One of Apple's (AAPL 1.27%) biggest criticisms is that the company continues to lose market share to lower-end handsets. What's interesting is that Apple is still growing its unit volume shipments of both iPhone and iPad quite nicely, although below the growth of the smartphone market in general. While this would initially seem like a clear negative, it's important to understand that there is a real silver lining here.

Immense profitability, even with relatively small share
Even with shrinking market share, Apple generated roughly $17.4 billion in operating income in Q1, with the vast majority driven by the iPhone and iPad. Note that Samsung (NASDAQOTH: SSNLF), which sells roughly twice as many phones as Apple, generated "only" $22.9 billion in operating profit from its mobile devices division in the last fiscal year. Apple still enjoys the bulk of the profit share.

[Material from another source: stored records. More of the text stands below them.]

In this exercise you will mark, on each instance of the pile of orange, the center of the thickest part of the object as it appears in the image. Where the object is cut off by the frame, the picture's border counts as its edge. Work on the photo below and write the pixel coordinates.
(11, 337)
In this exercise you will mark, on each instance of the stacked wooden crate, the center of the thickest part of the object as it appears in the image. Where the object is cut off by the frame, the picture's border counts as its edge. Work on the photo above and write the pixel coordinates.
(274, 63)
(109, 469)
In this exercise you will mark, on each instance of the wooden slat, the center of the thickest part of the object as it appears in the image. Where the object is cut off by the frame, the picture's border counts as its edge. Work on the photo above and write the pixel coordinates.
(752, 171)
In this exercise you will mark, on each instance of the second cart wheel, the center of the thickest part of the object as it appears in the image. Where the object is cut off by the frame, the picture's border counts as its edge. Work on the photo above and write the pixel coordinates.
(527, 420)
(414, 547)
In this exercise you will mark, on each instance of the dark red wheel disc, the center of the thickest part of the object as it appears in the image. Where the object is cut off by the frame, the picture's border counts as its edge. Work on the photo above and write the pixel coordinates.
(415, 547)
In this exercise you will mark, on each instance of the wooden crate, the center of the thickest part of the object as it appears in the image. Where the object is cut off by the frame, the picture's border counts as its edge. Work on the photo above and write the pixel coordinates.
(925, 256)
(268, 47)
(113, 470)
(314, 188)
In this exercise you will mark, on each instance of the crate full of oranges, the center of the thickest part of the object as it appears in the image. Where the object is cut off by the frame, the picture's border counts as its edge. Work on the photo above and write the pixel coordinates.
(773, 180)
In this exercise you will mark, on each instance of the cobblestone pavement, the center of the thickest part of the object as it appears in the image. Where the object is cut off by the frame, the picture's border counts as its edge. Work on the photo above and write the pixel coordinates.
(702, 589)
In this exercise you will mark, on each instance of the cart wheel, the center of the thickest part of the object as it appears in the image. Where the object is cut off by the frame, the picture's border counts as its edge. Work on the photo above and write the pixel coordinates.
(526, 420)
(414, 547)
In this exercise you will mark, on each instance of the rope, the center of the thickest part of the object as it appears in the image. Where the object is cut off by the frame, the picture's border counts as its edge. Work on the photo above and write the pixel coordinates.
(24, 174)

It's interesting to note that Apple has been able to generate this profitability by sticking to the mainstream high-end portion of the market, while Samsung has generated this profitability by a pretty broad assault from top to bottom. Also note that Apple has been able to do so even without a "larger" iPhone to directly compete against the Galaxy S4/Galaxy Note 3. With a larger iPhone, Apple could conceivably take an even larger bite of the profit pie.

The low end likely to become a bloodbath
The risk for Samsung (which makes much of its profitability from the low end) is that the barrier to entry is fairly low, and there is a lot of profit that's ripe to be split up. While the same argument could be made for Apple at the high end, it's already clear that Apple's brand is exceptionally powerful and that, thanks to its differentiated OS and smart hardware designs, it can maintain pricing power.

Can Samsung, in competing against the likes of Lenovo (LNVGY 3.74%), maintain this level of profitability without a differentiated software experience, and while the company continues to play the "specs game" in which margins and battery life are sacrificed for bigger and better displays and gratuitous (and power-guzzling) processors? Anything Samsung can do, Lenovo (and conceivably others) can do, too -- and they don't need Samsung's margins to turn a tidy profit.

Foolish takeaway
Apple's value is obviously in its products, but a key part of that is iOS and its app ecosystem. Another big aspect is that its brand is powerful and its customer base is likely far more affluent/price-insensitive than those buying Samsung products. As long as Apple keeps delivering, it will be able to command -- as it has done for years -- the lion's share of the smartphone pie.

While this isn't enough to drive a huge upside, it is enough to keep the Apple profit machine chugging along until it can introduce the "next big thing." Only Tim Cook and his teams in Cupertino know exactly what that will be, but that won't stop investors, industry analysts, and customers from speculating.